Durban - Ultra swimmer Sarah Ferguson is taking on her toughest challenge yet ‒ a 1500km swim along the coast from Durban to Cape Town.
As the driving force behind conservation platform Breathe Conservation, Ferguson is focused on raising public awareness about the devastating impact plastic pollution in oceans and rivers is having on our planet.
Ferguson announced her bold plan to swim along the South African coastline at the Sublime World Ocean Day Swim.
This week she told the Independent on Saturday that she would take on “the wildest coastline in the world” as she plans to swim the distance in stages.
The logistics are complicated so “we are giving ourselves a full year into 2023 to complete the swim,” she said.
Ferguson’s Guinness World Record non-stop swim around Chile’s Easter Island, which she achieved in November 2019 making history as the first person to do so, was a major challenge ‒ but she said her proposed South African coastline swim was an even bigger challenge.
“It’s a huge undertaking from a logistical point of view and I hope to start in March. It will probably take a year to complete as I will take winter (June, July and August 2022) off. That is when the ocean is the winter feeding ground for great whites (sharks) and of course the Sardine Run. Even so, I will face massive currents and marine life such as sharks, jellyfish and bluebottles.

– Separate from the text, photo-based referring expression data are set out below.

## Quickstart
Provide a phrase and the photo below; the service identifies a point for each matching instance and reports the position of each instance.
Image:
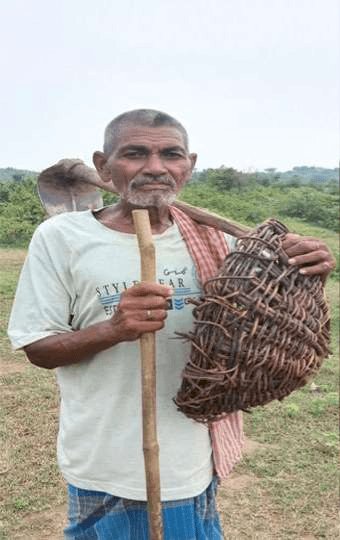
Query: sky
(255, 82)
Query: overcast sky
(255, 82)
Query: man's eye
(173, 155)
(134, 154)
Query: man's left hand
(310, 254)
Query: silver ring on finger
(149, 316)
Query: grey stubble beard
(154, 198)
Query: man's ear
(100, 162)
(193, 159)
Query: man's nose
(154, 165)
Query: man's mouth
(154, 185)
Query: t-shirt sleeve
(43, 299)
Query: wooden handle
(148, 357)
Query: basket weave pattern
(261, 330)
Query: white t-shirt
(77, 266)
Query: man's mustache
(139, 182)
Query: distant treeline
(248, 198)
(304, 174)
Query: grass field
(285, 488)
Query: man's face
(150, 165)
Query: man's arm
(142, 309)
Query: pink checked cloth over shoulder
(208, 249)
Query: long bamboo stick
(148, 357)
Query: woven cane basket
(261, 330)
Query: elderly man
(79, 308)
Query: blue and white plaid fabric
(94, 515)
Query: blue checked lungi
(94, 515)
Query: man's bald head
(139, 117)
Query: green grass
(291, 490)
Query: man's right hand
(142, 308)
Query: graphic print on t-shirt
(176, 277)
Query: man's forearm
(72, 347)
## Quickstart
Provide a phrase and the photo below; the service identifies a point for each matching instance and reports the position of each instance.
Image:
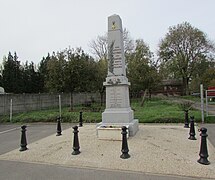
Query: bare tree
(99, 46)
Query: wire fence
(16, 103)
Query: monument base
(112, 131)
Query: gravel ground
(161, 149)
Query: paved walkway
(157, 149)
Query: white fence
(29, 102)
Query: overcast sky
(33, 28)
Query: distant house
(2, 90)
(170, 87)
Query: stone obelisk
(118, 111)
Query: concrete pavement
(156, 149)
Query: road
(10, 140)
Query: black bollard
(58, 127)
(23, 144)
(125, 149)
(186, 119)
(192, 129)
(76, 146)
(203, 148)
(80, 120)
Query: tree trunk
(185, 86)
(143, 98)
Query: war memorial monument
(118, 112)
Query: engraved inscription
(115, 98)
(117, 57)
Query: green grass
(154, 111)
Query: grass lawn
(154, 111)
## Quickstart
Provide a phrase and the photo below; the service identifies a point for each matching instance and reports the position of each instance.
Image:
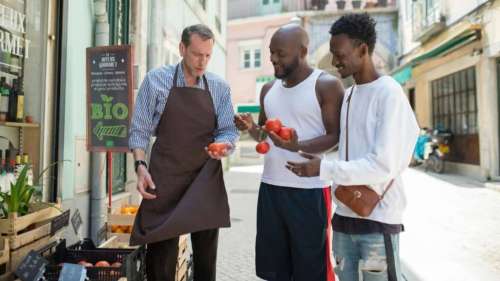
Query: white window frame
(252, 47)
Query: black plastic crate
(133, 261)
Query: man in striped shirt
(187, 109)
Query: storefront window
(454, 108)
(23, 65)
(22, 59)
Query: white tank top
(297, 108)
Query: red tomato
(273, 124)
(217, 148)
(285, 133)
(262, 147)
(102, 264)
(85, 263)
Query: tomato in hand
(102, 264)
(217, 148)
(262, 147)
(274, 125)
(285, 133)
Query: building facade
(250, 30)
(449, 68)
(43, 44)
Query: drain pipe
(97, 159)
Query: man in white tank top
(293, 213)
(378, 135)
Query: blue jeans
(362, 257)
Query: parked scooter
(431, 148)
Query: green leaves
(19, 197)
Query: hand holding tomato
(262, 147)
(273, 125)
(243, 121)
(217, 150)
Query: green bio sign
(109, 97)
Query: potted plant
(19, 198)
(18, 210)
(340, 4)
(356, 4)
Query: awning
(248, 108)
(404, 73)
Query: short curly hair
(359, 27)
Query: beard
(288, 69)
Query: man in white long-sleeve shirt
(382, 133)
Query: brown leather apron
(190, 190)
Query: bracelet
(140, 162)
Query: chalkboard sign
(32, 267)
(72, 272)
(76, 221)
(59, 222)
(109, 97)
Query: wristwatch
(137, 163)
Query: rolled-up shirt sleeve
(141, 127)
(226, 130)
(396, 135)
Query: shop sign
(109, 97)
(13, 32)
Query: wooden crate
(16, 256)
(4, 251)
(120, 219)
(4, 259)
(18, 240)
(40, 212)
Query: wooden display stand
(121, 240)
(20, 235)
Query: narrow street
(452, 230)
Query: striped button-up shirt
(152, 98)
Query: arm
(226, 130)
(330, 94)
(140, 132)
(396, 135)
(245, 121)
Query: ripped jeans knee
(373, 269)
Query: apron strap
(205, 83)
(174, 85)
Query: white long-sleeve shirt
(382, 135)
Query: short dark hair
(200, 29)
(360, 27)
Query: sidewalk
(452, 228)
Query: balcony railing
(427, 19)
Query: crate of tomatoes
(102, 264)
(120, 222)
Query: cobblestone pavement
(452, 228)
(237, 244)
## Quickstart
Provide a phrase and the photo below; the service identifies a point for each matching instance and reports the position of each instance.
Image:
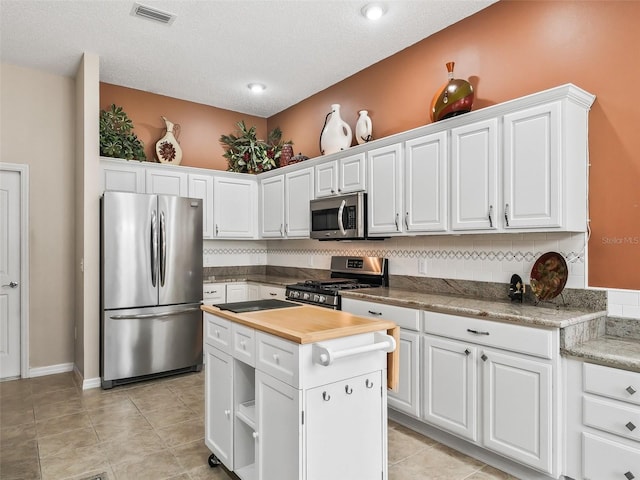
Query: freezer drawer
(147, 341)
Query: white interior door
(10, 289)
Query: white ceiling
(215, 48)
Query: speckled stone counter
(490, 309)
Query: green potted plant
(116, 135)
(246, 153)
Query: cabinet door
(351, 173)
(123, 178)
(407, 398)
(237, 292)
(532, 170)
(166, 182)
(384, 199)
(272, 207)
(299, 192)
(474, 176)
(201, 186)
(234, 207)
(279, 429)
(326, 179)
(357, 451)
(516, 396)
(450, 386)
(219, 404)
(425, 184)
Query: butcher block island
(297, 392)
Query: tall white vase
(167, 148)
(363, 128)
(336, 134)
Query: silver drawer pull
(477, 332)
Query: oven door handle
(340, 212)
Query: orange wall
(201, 125)
(508, 50)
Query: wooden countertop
(309, 324)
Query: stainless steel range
(347, 273)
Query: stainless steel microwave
(339, 218)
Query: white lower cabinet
(272, 412)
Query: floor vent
(154, 14)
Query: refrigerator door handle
(163, 249)
(154, 249)
(143, 316)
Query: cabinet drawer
(606, 460)
(217, 332)
(277, 357)
(612, 382)
(516, 338)
(613, 417)
(406, 318)
(244, 345)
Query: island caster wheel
(213, 461)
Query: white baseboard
(51, 370)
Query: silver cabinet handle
(477, 332)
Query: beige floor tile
(50, 410)
(169, 416)
(403, 442)
(192, 455)
(56, 444)
(131, 448)
(181, 433)
(75, 462)
(158, 466)
(65, 423)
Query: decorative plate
(549, 276)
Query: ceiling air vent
(154, 14)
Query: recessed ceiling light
(257, 87)
(373, 11)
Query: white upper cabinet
(384, 195)
(474, 176)
(284, 204)
(123, 177)
(337, 177)
(425, 184)
(167, 182)
(235, 207)
(532, 168)
(201, 186)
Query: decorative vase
(167, 148)
(453, 98)
(363, 128)
(336, 134)
(285, 154)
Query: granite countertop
(490, 309)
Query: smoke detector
(154, 14)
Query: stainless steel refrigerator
(151, 249)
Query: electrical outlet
(422, 266)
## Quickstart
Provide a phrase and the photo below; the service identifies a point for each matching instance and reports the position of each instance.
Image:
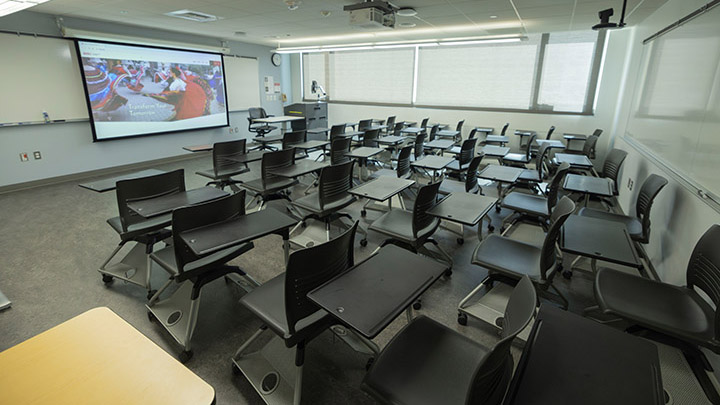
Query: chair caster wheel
(184, 356)
(462, 319)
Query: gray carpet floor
(55, 237)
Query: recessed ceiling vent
(192, 15)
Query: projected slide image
(138, 90)
(132, 90)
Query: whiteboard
(39, 74)
(243, 83)
(676, 104)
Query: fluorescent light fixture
(13, 6)
(401, 44)
(481, 41)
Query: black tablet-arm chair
(412, 230)
(226, 164)
(260, 129)
(269, 186)
(178, 313)
(457, 167)
(679, 312)
(332, 196)
(283, 307)
(520, 159)
(429, 363)
(638, 226)
(507, 258)
(136, 266)
(470, 183)
(534, 207)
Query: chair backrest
(338, 148)
(403, 164)
(309, 268)
(649, 190)
(528, 147)
(397, 131)
(703, 269)
(225, 155)
(505, 127)
(433, 131)
(550, 131)
(419, 150)
(471, 175)
(364, 124)
(143, 188)
(559, 214)
(336, 130)
(293, 138)
(275, 160)
(370, 138)
(492, 376)
(540, 159)
(195, 216)
(467, 151)
(335, 181)
(425, 201)
(554, 187)
(589, 146)
(611, 168)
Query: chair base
(271, 371)
(135, 267)
(490, 307)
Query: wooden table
(96, 358)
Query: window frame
(588, 105)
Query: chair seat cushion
(267, 302)
(674, 310)
(426, 363)
(508, 256)
(222, 174)
(457, 167)
(398, 224)
(312, 203)
(141, 228)
(632, 224)
(526, 204)
(529, 176)
(271, 186)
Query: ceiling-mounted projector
(372, 14)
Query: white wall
(679, 217)
(68, 148)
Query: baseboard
(96, 173)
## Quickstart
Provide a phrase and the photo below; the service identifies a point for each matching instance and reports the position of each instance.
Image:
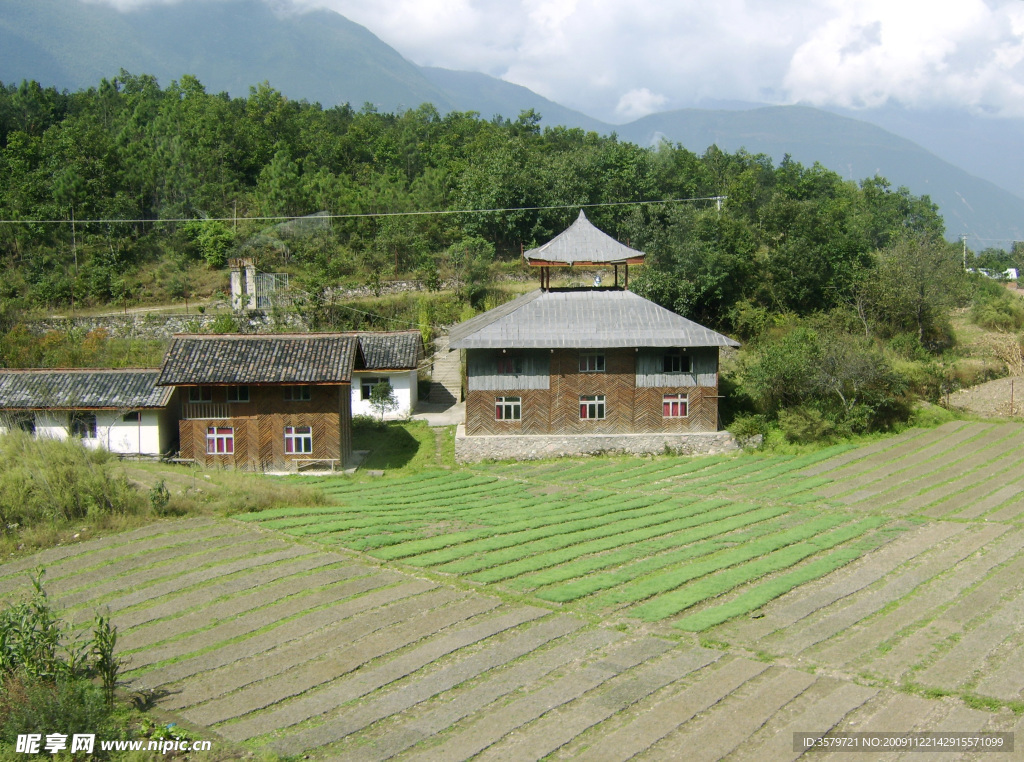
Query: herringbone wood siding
(628, 409)
(259, 429)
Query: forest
(133, 194)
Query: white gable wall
(403, 383)
(113, 432)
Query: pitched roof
(582, 243)
(259, 358)
(82, 389)
(585, 319)
(392, 350)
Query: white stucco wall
(404, 385)
(113, 432)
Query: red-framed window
(508, 409)
(238, 393)
(674, 406)
(220, 440)
(298, 439)
(592, 407)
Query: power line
(284, 218)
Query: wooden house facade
(579, 362)
(588, 362)
(263, 403)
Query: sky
(622, 59)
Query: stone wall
(153, 326)
(537, 447)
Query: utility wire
(360, 214)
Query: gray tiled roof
(260, 358)
(393, 350)
(82, 389)
(581, 242)
(585, 319)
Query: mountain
(983, 145)
(322, 56)
(855, 150)
(492, 96)
(229, 45)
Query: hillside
(322, 56)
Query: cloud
(615, 59)
(876, 51)
(640, 102)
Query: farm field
(610, 608)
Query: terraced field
(664, 608)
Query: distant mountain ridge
(322, 56)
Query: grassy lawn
(689, 541)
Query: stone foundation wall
(538, 447)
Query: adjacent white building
(120, 410)
(393, 356)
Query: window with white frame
(508, 409)
(238, 393)
(592, 407)
(220, 440)
(674, 406)
(297, 394)
(676, 363)
(592, 363)
(201, 394)
(298, 439)
(84, 425)
(367, 386)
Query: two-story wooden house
(263, 401)
(587, 362)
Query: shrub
(803, 425)
(749, 429)
(998, 314)
(68, 705)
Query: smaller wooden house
(121, 410)
(393, 356)
(268, 401)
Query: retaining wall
(537, 447)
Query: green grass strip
(667, 581)
(444, 548)
(669, 554)
(500, 548)
(577, 568)
(768, 591)
(619, 536)
(728, 579)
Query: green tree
(383, 398)
(910, 288)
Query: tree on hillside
(382, 398)
(910, 289)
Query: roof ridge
(485, 319)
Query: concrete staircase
(445, 374)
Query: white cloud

“With lockdown and Covid, we have been looking for the next swim to create awareness around plastic pollution. Our own coastline is incredibly beautiful and not enough is being done about awareness around plastic pollution.
“I grew up in Cape Town but I live in Durban, so it will be a home from home swim,” she said.
During her winter break, Ferguson will take ocean plastic pollution awareness to schools, and will recommence her swim in September 2022.
Highlighting the plastic pollution problem in the Umgeni River in Durban, Ferguson said: “A lot of rivers feed into the Umgeni River and with it a lot of rubbish.” This includes plastic bottles and caps, drinking straws, chip packets, ear buds, flip-flop sandals and “a lot of polystyrene”.
She added: “Plastic never disappears, it causes a toxic build-up and our marine life is suffocating. It affects the whole chain (of marine ecosystems).
“But it’s not too late and we’ve got to keep fighting. In the short break during Covid lockdown, carbon dioxide emissions dropped significantly which is a sign it can be done.
“Nature is amazing and will restore itself if we leave it alone.
“Each consumer can make changes to daily life and it’s important to raise awareness with the youth as they will create change.”
Ferguson said she will start training for her Durban to Cape Town swim in August.
“I do train all the time, but once I start training in August, I will have to put on weight for the distances I will be covering and acclimatise for time in the water,” she said, adding that she enjoyed smoothies and soups to gain weight.
“This swim is going to be a super big swim and far more challenging than the Easter Island swim,” she said.
Oceans cover 70% of the planet and produce at least 50% of the world’s oxygen.
It is also the main source of protein for more than a billion people, while an estimated 40 million people will be employed in ocean-based industries by 2030.
According to the International Union for Conservation of Nature (IUCN), at least 8 million tons of plastic end up in the ocean every year and make up 80% of all marine debris from surface water to deep-sea sediment.
Plastic pollution is now regarded as a major threat to marine life and marine ecology, with almost 90% of big fish population having been depleted and 50% of coral reefs destroyed.
World’s Oceans Day was marked on June 8.